TMMOB Peyzaj Mimarları Odası
TMMOB
Peyzaj Mimarları Odası
UCTEA CHAMBER OF LANDSCAPE ARCHITECTS

Su, Hayatın Temel Unsuru Olarak, Devredilemez Bir Insan Ve Doğa Hakkıdır.

GENEL MERKEZ
23.03.2010 (Son Güncelleme: 23.03.2010 21:14:01)

Halkımızda şaşkınlık, sermayede sevinç var. Kötüye giden sektörlerinde biriktirdiklerini, enerji yatırımında değerlendirecek olan, amaçlarının insan ve canlıların ihtiyacının karşılanması değil sadece değişim değerlerinin üretilmesini amaçlayan sermayenin sevinci var.

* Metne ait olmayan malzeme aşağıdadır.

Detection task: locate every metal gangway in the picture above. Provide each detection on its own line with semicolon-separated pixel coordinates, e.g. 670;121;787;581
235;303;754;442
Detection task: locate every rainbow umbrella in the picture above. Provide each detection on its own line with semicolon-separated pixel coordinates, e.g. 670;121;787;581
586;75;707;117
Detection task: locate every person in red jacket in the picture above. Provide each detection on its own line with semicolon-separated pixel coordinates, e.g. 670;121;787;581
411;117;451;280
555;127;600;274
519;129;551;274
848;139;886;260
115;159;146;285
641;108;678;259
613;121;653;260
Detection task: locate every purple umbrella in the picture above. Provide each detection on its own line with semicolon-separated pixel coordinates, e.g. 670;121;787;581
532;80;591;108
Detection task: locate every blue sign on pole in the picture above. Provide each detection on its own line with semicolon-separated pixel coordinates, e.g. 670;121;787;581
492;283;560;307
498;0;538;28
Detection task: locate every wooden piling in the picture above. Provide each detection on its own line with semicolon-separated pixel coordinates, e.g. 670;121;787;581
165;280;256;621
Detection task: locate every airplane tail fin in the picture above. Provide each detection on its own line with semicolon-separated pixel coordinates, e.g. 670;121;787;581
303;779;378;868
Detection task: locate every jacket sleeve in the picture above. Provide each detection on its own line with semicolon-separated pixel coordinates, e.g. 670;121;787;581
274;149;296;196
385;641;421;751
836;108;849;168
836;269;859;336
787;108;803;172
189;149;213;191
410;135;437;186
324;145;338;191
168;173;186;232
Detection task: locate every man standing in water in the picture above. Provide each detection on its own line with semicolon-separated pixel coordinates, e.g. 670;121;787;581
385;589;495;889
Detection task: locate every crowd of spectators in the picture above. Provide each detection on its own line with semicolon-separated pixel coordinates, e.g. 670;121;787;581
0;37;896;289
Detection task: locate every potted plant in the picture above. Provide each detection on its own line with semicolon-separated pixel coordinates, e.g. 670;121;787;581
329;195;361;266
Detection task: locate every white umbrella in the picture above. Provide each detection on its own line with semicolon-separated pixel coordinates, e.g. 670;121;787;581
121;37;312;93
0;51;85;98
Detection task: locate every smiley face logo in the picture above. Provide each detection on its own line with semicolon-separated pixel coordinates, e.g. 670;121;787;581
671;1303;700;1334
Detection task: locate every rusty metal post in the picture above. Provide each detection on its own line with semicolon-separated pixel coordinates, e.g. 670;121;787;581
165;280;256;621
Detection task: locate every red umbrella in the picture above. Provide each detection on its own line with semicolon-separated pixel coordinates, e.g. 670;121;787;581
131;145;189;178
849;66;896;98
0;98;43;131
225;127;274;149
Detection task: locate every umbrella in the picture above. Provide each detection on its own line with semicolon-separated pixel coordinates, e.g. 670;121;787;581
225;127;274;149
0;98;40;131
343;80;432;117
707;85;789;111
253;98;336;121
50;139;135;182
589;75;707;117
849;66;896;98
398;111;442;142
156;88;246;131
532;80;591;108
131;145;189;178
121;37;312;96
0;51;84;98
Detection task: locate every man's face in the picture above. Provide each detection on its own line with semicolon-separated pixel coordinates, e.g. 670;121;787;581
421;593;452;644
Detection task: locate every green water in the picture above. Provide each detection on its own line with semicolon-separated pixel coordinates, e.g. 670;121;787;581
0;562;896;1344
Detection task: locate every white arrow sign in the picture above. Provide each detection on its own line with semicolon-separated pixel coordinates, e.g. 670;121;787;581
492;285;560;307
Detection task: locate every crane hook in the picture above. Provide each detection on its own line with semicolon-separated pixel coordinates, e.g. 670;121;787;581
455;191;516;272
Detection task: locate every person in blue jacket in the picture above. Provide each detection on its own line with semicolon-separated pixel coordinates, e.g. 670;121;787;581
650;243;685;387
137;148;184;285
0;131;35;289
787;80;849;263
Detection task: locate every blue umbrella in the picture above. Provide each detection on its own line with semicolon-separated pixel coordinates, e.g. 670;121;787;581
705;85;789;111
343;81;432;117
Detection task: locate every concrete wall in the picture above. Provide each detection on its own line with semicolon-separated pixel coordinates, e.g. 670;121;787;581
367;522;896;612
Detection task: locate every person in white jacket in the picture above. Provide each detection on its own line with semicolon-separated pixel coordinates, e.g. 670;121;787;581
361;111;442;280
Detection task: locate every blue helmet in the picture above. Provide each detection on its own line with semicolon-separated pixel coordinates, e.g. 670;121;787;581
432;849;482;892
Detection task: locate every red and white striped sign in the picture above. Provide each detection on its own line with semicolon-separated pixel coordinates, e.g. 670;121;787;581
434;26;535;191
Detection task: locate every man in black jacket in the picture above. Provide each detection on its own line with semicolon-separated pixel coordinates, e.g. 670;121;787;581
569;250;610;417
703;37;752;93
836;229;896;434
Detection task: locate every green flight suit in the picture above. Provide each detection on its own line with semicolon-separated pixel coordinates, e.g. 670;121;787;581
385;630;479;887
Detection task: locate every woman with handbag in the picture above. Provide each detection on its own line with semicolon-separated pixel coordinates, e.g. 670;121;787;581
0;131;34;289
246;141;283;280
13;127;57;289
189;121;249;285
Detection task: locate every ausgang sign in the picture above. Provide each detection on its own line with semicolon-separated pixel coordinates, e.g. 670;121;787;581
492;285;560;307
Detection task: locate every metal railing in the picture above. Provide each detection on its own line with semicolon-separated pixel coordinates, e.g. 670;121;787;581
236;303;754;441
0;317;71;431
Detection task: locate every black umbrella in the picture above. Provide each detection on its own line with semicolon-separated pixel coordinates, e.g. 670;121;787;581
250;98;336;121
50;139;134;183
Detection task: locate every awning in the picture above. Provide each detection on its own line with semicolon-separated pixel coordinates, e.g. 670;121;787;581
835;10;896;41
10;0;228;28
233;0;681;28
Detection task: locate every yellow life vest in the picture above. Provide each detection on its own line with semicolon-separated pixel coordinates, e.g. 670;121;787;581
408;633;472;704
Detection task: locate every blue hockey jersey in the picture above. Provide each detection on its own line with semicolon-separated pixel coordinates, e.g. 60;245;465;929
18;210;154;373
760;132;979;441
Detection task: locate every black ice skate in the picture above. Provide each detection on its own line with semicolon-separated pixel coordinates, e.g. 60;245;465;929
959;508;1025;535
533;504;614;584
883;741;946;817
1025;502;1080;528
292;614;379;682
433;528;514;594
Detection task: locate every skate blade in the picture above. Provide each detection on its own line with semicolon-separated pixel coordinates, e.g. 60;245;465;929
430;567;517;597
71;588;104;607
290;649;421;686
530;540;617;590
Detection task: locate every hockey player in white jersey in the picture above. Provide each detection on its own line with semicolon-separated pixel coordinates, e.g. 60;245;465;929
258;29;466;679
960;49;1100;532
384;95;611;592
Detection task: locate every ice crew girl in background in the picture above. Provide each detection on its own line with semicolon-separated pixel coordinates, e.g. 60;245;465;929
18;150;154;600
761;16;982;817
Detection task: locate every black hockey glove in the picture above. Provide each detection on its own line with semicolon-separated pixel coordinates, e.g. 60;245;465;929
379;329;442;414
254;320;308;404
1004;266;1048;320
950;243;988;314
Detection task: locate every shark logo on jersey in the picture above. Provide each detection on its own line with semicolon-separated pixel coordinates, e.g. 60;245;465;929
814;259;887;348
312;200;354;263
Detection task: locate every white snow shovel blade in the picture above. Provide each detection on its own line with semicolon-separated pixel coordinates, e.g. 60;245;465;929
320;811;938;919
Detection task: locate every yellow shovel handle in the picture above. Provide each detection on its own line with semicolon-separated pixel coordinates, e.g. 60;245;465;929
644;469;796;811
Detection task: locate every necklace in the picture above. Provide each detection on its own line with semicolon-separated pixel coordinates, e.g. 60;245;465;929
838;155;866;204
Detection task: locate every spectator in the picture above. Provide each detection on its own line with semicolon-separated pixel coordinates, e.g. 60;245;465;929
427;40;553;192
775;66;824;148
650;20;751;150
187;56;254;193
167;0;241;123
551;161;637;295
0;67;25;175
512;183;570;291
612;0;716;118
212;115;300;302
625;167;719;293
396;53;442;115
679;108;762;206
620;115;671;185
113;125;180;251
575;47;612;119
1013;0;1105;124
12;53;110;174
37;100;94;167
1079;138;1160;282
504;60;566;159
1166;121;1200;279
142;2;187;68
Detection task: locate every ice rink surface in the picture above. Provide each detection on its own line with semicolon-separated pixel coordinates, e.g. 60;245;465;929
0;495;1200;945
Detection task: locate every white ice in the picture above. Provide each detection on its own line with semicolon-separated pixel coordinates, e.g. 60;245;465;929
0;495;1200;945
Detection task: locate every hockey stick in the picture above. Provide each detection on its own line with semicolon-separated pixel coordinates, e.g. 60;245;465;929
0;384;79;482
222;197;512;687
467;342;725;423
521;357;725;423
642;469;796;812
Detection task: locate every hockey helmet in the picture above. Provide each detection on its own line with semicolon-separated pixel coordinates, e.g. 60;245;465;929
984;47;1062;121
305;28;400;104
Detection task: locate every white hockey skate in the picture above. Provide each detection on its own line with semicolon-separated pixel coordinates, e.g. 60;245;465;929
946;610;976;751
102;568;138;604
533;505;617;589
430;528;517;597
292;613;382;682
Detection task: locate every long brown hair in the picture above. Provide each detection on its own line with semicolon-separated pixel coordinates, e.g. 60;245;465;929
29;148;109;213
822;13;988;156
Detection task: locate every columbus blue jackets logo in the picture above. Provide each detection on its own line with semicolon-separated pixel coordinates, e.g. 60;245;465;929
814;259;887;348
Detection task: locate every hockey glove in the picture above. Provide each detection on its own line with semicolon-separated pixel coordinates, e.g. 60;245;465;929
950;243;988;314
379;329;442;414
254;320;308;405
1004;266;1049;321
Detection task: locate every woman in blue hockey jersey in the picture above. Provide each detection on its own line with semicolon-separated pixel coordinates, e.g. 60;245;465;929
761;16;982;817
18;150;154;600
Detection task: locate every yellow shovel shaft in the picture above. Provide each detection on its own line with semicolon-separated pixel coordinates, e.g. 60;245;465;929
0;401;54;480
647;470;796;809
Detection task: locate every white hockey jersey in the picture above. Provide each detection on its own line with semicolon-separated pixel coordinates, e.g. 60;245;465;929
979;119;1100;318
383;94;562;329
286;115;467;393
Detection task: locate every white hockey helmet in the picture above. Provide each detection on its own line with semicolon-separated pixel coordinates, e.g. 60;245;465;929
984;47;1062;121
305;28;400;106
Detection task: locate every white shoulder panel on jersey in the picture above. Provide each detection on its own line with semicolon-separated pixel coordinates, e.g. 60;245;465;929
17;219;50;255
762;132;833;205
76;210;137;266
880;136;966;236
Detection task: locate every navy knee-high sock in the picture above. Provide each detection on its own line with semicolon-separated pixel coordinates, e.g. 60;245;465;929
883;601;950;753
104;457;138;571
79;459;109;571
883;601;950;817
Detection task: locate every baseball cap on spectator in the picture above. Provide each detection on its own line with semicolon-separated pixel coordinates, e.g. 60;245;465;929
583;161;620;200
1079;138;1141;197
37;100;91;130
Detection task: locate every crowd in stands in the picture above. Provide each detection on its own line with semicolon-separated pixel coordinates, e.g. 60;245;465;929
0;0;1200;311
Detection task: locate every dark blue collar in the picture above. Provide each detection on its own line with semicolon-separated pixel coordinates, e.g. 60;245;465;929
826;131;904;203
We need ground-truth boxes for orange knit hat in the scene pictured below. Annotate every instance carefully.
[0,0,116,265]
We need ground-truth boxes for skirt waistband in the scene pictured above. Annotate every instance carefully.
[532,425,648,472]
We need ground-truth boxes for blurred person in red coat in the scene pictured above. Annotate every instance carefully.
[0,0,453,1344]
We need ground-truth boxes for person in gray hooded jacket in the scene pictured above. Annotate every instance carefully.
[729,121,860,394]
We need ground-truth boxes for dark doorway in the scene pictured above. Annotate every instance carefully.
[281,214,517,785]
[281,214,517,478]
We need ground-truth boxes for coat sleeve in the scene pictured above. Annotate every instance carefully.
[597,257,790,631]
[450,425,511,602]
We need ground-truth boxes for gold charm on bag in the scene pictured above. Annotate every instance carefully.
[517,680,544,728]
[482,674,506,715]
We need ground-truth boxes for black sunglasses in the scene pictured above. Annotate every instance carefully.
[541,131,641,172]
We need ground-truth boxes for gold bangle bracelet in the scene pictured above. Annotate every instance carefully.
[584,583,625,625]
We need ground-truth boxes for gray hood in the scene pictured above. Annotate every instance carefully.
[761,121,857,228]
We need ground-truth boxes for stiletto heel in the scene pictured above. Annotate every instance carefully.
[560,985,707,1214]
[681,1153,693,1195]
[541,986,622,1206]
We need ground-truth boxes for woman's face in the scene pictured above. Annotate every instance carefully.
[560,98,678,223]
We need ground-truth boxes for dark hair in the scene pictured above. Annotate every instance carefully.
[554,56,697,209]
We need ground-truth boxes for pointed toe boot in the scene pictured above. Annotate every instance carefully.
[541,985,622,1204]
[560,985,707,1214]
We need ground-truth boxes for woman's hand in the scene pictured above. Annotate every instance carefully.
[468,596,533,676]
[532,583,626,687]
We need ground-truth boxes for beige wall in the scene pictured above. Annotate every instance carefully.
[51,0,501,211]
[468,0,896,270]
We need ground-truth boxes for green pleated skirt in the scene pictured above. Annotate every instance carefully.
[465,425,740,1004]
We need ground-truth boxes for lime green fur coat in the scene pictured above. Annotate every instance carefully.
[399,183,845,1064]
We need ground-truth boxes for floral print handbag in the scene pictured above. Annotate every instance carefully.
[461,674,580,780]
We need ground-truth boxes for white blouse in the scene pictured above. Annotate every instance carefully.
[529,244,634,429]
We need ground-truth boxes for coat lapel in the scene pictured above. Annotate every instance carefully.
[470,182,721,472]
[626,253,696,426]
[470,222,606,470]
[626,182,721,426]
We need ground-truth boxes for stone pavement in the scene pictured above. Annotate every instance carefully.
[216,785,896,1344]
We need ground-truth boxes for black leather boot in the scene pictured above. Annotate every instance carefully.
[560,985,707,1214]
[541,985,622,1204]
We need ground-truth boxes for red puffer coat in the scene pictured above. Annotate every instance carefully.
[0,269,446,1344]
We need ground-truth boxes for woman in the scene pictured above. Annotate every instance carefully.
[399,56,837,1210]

Temel sorun kapitalizmin üretim değeridir, üretimin değişen değerleridir.

BASINA VE KAMUOYUNA

 

SU, HAYATIN TEMEL UNSURU OLARAK, DEVREDİLEMEZ BİR İNSAN VE DOĞA HAKKIDIR.

SU VARLIĞININ KULLANIMINDA ÖNCELİK TÜM CANLILARA, İNSANLARA VE EKOSİSTEMİN KORUNMASINA VERİLMELİDİR.

22 Mart Dünya Su Günü‘nde su politikalarının tekrar gözden geçirilmesi ve yöneticilerin en asli görevinin, ülke halkının temiz suya erişimini sağlamak ve su kaynaklarının doğru kullanımını sağlamak olduğu şiarı ile seslenmek istiyoruz.

Hepimiz biliyoruz ki bu gün tüm dünyada su rejimleri ve politikaları ile ilgili strateji savaşları yapılıyor.

Suyun ticarileşmesi ve bir meta halinde arza sunulması için Dünya Su Forumları düzenleniyor.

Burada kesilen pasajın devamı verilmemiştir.